Thursday, 21 February 2008

Housing slump, inflation hump

Yesterday's reports did not show much change in the direction of the US economy in January. Inflation remains high, housing remains weak. Bloomberg reports:

The two-year housing slump pushing the U.S. economy toward a recession hasn't alleviated inflation pressures, reports today showed.

Consumer prices rose 0.4 percent from December, with costs excluding food and energy climbing 0.3 percent, the most since June 2006, the Labor Department said. Builders started work on 1.012 million homes at an annual rate in January, close to a 16- year low, the Commerce Department reported in Washington...
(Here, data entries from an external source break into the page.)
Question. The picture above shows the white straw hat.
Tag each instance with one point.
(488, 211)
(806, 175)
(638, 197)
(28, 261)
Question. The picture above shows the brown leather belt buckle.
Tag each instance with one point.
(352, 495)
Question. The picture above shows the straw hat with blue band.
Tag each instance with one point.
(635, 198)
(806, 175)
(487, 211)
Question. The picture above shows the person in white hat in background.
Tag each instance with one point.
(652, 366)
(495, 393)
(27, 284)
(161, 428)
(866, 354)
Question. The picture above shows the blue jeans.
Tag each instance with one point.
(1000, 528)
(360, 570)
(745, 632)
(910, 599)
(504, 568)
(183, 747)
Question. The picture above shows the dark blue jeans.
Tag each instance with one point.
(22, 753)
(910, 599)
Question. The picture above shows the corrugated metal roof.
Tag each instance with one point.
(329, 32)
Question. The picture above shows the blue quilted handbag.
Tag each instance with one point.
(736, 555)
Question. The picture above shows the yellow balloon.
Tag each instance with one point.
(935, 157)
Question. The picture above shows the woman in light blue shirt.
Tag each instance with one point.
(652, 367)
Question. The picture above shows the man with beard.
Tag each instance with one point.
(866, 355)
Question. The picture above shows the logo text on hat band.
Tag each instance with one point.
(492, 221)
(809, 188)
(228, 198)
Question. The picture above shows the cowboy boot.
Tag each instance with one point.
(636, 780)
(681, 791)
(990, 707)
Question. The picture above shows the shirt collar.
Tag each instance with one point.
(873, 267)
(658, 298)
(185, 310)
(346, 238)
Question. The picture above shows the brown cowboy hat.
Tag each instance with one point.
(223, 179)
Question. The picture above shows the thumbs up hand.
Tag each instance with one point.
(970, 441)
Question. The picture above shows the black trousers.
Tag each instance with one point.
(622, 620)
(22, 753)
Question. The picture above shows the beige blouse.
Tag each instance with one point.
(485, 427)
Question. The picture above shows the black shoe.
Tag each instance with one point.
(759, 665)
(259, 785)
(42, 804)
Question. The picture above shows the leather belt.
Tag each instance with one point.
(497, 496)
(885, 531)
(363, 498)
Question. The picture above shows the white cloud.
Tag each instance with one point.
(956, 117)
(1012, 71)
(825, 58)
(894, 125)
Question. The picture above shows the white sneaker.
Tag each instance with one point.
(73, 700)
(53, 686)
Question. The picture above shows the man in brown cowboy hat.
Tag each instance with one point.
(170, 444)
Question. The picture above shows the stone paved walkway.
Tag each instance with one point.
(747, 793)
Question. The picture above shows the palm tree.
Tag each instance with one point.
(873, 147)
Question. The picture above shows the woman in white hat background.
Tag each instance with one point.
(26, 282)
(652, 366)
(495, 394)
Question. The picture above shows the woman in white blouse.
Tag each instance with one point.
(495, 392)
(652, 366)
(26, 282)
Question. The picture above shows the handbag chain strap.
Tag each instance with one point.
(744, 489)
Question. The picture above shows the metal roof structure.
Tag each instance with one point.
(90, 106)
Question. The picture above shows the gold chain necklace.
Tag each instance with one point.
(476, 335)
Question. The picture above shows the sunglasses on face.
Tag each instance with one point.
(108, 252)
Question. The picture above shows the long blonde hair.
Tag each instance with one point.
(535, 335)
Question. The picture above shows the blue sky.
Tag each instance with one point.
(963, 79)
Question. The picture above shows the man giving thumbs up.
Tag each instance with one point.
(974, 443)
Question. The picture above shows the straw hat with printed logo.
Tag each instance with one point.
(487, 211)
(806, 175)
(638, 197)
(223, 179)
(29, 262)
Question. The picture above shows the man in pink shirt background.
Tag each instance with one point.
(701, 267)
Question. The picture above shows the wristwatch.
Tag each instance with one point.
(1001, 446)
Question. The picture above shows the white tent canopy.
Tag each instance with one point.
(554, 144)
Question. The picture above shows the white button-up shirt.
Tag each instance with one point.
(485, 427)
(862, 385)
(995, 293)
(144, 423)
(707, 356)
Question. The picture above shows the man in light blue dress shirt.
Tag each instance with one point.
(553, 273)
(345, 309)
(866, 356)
Building permits, an indication of future construction, fell 3 percent to a 1.048 million rate, the lowest level since November 1991, today's Commerce report showed.
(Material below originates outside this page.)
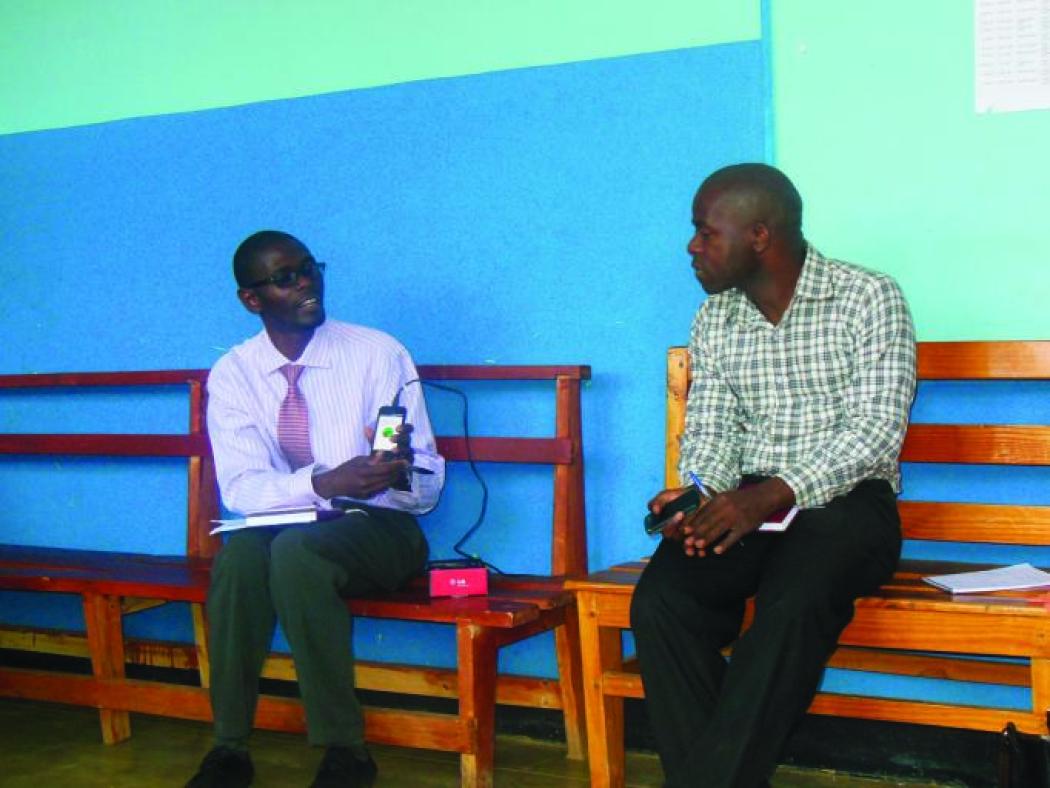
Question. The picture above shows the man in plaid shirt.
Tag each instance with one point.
(803, 372)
The Federal Reserve has recently appeared more concerned with the weak growth rather than with inflation, expecting the latter to moderate eventually.

Fed policy makers last month judged that low interest rates "were appropriate for a time," according to minutes of the Jan. 9 and 21 conference calls and Jan. 29-30 meeting reported today. And, while some officials considered that a reversal of the rate cuts may be needed once the economy stabilizes, "members agreed that inflation was likely to moderate in coming quarters."
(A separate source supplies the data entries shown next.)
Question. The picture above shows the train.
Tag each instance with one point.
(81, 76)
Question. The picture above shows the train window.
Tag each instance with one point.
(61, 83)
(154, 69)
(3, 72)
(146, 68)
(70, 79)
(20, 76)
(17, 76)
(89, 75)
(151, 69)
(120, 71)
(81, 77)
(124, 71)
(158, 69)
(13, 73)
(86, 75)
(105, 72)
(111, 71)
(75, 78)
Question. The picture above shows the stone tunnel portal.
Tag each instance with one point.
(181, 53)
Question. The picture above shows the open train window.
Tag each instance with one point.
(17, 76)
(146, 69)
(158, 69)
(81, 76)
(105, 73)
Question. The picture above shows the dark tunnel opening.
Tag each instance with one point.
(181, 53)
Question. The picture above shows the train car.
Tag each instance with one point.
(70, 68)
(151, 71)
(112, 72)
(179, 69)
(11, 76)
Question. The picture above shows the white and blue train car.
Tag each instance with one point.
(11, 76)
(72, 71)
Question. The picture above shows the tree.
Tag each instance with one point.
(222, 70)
This is despite the fact that Federal Reserve forecasts were revised to show both lower growth and higher inflation.

The Fed also lowered its growth forecast and boosted its expectations for the pace of increase in consumer prices. It now expects the economy to expand 1.3 percent to 2 percent in the fourth quarter from the same period a year before, compared with 1.8 percent to 2.5 percent projected in October. Consumer prices will rise 2.1 percent to 2.4 percent compared with 1.8 percent to 2.1 percent.